In a 7.6 article by The Oregonian‘s Shawn Levy about the uncertain commercial prospects facing Benh Zeitlin‘s Beasts of the Southern Wild, Cinema 21 owner-operator Tom Ranieri offers a succinct analysis of what makes a hit film: “A movie has to have a spark for there to be any chance of finding an audience. Winning awards is part of the overall marketing can of gasoline. A ton of fuel with no spark equals no fire.”
My quote in Levy’s piece says that “there’s always been a huge aesthetic gap between film journos and cineastes who attend film festivals and Average Joes who buy tickets to see films.” The difference, in Rainieri’s equation, is that film festival audiences are hip and perceptive enough to spot a film with good gasoline, and that in itself is enough to warrant praise. But Joe Popcorn wants that spark, and if he senses it isn’t there he won’t show up, asshole that he sometimes can be.

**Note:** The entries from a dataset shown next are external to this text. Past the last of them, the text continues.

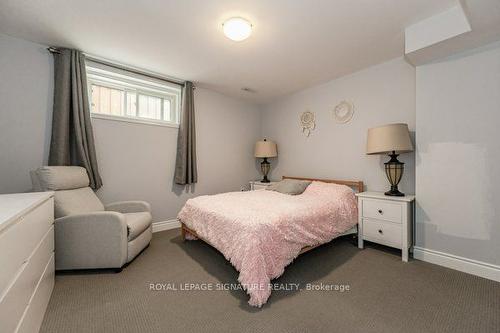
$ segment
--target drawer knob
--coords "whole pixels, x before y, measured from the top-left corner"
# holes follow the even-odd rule
[[[379,209],[379,210],[378,210],[378,213],[379,213],[379,214],[382,214],[382,213],[383,213],[382,209]]]
[[[384,234],[384,232],[382,231],[382,229],[378,229],[378,233],[381,234],[381,235]]]

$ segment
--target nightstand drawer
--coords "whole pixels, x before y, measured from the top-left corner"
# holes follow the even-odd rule
[[[276,182],[263,183],[261,181],[251,181],[250,182],[250,191],[255,190],[265,190],[268,186],[276,184]]]
[[[401,223],[402,207],[398,203],[384,200],[363,200],[363,217]]]
[[[363,239],[401,248],[401,235],[399,224],[363,219]]]

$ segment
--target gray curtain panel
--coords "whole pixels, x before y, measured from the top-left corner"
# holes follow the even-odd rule
[[[198,181],[192,82],[186,82],[182,92],[182,111],[177,135],[174,181],[179,185],[194,184]]]
[[[102,186],[90,122],[85,56],[71,49],[54,55],[54,110],[49,165],[77,165],[87,170],[90,187]]]

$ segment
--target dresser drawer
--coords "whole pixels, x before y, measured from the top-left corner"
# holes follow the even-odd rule
[[[54,253],[52,253],[16,333],[32,333],[40,330],[54,288],[54,268]]]
[[[0,295],[15,278],[21,266],[52,227],[53,198],[43,202],[0,234]]]
[[[363,217],[401,223],[402,214],[403,209],[398,203],[376,199],[363,200]]]
[[[363,239],[401,248],[402,244],[402,229],[400,224],[373,220],[369,218],[363,219]]]
[[[14,332],[53,254],[54,229],[51,227],[0,299],[0,332]]]

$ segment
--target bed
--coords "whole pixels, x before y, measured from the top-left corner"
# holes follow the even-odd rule
[[[220,251],[240,272],[238,281],[261,307],[271,280],[298,255],[357,232],[362,181],[283,177],[311,181],[296,196],[257,190],[190,199],[178,215],[182,237],[200,239]]]

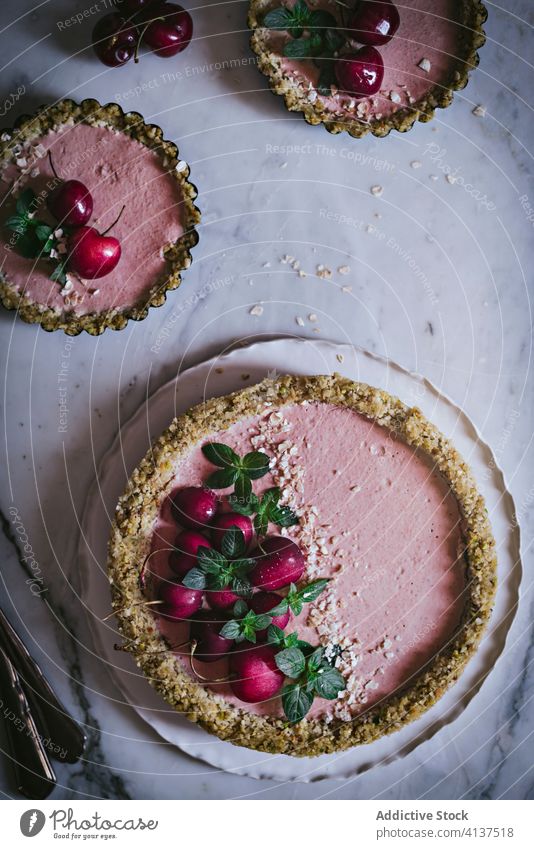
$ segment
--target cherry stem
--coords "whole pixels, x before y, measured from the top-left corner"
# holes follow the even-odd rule
[[[206,678],[206,676],[205,676],[205,675],[202,675],[202,673],[198,671],[198,669],[196,668],[196,666],[195,666],[195,664],[194,664],[194,661],[193,661],[193,657],[194,657],[195,652],[196,652],[196,650],[197,650],[197,646],[198,646],[197,641],[196,641],[196,640],[191,640],[191,650],[190,650],[190,652],[189,652],[189,662],[190,662],[190,664],[191,664],[191,670],[192,670],[192,672],[193,672],[194,676],[195,676],[196,678],[198,678],[198,679],[199,679],[199,681],[205,681],[205,683],[206,683],[206,684],[223,684],[223,683],[227,683],[227,682],[230,680],[230,678],[229,678],[229,676],[228,676],[228,675],[225,675],[225,676],[224,676],[224,678],[213,678],[212,680],[210,680],[209,678]]]
[[[161,17],[160,18],[152,18],[151,21],[147,21],[146,24],[144,25],[143,29],[141,30],[141,32],[139,34],[139,38],[137,39],[137,44],[135,45],[134,62],[136,64],[137,64],[137,62],[139,62],[139,48],[141,46],[143,36],[144,36],[145,32],[147,31],[147,29],[149,28],[149,26],[151,24],[153,24],[155,21],[163,21],[163,23],[165,23],[165,18],[161,18]]]
[[[58,177],[58,175],[57,175],[57,171],[56,171],[56,169],[54,168],[54,163],[52,162],[52,154],[50,153],[50,151],[48,151],[48,159],[49,159],[49,161],[50,161],[50,167],[51,167],[51,169],[52,169],[52,174],[54,175],[54,177],[56,178],[56,180],[60,180],[60,179],[61,179],[61,177]]]
[[[124,206],[122,207],[121,211],[117,215],[113,224],[110,224],[109,227],[107,228],[107,230],[104,230],[104,232],[100,234],[101,236],[105,236],[107,233],[109,233],[110,230],[113,230],[115,224],[117,224],[119,218],[121,217],[121,215],[122,215],[122,213],[124,212],[125,209],[126,209],[126,204],[124,204]]]
[[[130,651],[132,646],[135,645],[135,640],[129,640],[127,643],[115,643],[113,648],[115,651]],[[146,651],[137,652],[137,654],[164,654],[167,651],[176,651],[176,649],[181,649],[183,646],[188,646],[189,640],[185,640],[183,643],[176,643],[172,646],[166,646],[164,649],[147,649]]]
[[[124,209],[124,207],[123,207],[123,209]],[[122,210],[121,210],[121,214],[122,214]],[[111,225],[111,226],[113,226],[113,225]],[[107,233],[107,230],[106,230],[106,233]],[[143,565],[141,566],[141,569],[139,570],[139,586],[140,586],[141,590],[145,589],[145,582],[146,582],[145,576],[146,576],[146,572],[147,572],[147,563],[148,563],[148,561],[150,560],[151,557],[154,557],[154,555],[158,554],[160,551],[176,551],[176,549],[175,548],[156,548],[155,551],[151,551],[150,554],[147,554],[147,556],[143,560]],[[148,570],[148,571],[149,571],[149,574],[152,574],[152,572],[150,572],[150,570]]]
[[[116,616],[117,613],[122,613],[124,610],[128,610],[128,608],[130,607],[148,607],[149,605],[162,603],[163,602],[160,599],[156,599],[155,601],[136,601],[133,604],[125,604],[124,607],[119,607],[118,610],[112,610],[111,613],[108,613],[107,616],[104,616],[102,622],[107,622],[108,619],[111,619],[113,616]]]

David Poland‘s tweet about Beasts says it all — he thinks it’s a beautiful art film on its own terms, but it doesn’t play to the schmoes because it doesn’t entertain. I think it does “entertain” if you just open your pores a bit. My only beef was that Nancy-boy remark about Beasts starting to feel too gooey and muddy and boozy after the first hour or so. But then it pays off beautifully at the finale so I’m not understanding why people are taking shots.
Awards Daily‘s Sasha Stone, an unabashed Beasts lover, is also sensing this resistance.